Yeah you are right with the id_order. I forgot, that order volume can be derived from it. I am clearly in first group...

But cant you just use a higher auto_increment value than 1?

Posted

First of all, there are more database tables which primary key can be used to deduce interesting business information: guest, customer, connection, order, order_invoice,...

If you want to implement some primary key randomizer, you should probably do this for all of these tables.
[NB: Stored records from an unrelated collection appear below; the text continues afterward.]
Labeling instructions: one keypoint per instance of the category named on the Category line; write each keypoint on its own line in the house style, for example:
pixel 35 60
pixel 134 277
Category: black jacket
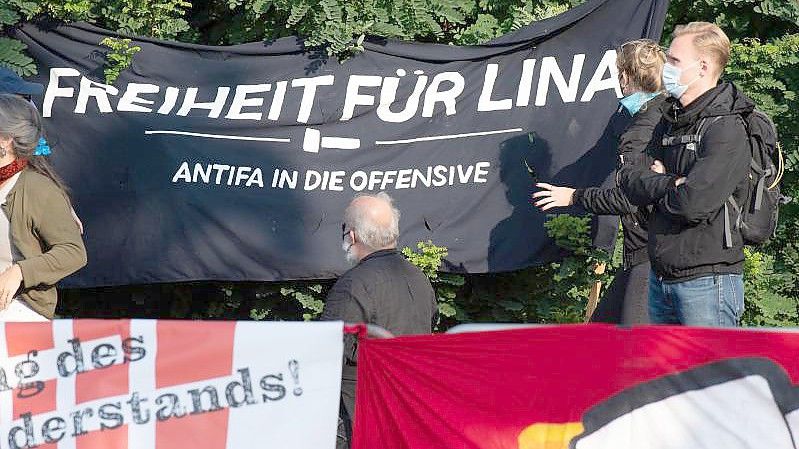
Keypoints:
pixel 632 152
pixel 686 228
pixel 383 289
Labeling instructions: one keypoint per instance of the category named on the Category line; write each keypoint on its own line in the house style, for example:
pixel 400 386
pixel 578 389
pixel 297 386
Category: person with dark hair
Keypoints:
pixel 640 65
pixel 40 242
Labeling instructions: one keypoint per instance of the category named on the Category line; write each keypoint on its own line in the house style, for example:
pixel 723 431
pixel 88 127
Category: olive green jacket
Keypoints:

One possible solution to tackle this is to create override for ObjectModel::add method. Something like this should do the trick:

    public function add($autoDate = true, $nullValues = false)
    {
        if (!isset($this->id) || !$this->id) {
            $clazz = get_class($this);
            if (in_array($clazz, ['Order', 'Customer', 'Guest'])) {
                $definition = static::getDefinition($clazz);

                // generate random number that can fit into signed int(11) and doesn't exists yet
                do {
                    $rnd = rand(1, 2147483647);
                    $sql = (new DbQuery())
                        ->select('1')
                        ->from($definition['table'])
                        ->where($definition['primary'] . '=' . $rnd);
                } while (Db::getInstance()->getValue($sql));

                // use random number as a new ID
                $this->id = $rnd;
                $this->force_id = true;
            }
        }
        return parent::add($autoDate, $nullValues);
    }

 

  • Like 1
Posted
10 minutes ago, wakabayashi said:

But cant you just use a higher auto_increment value than 1?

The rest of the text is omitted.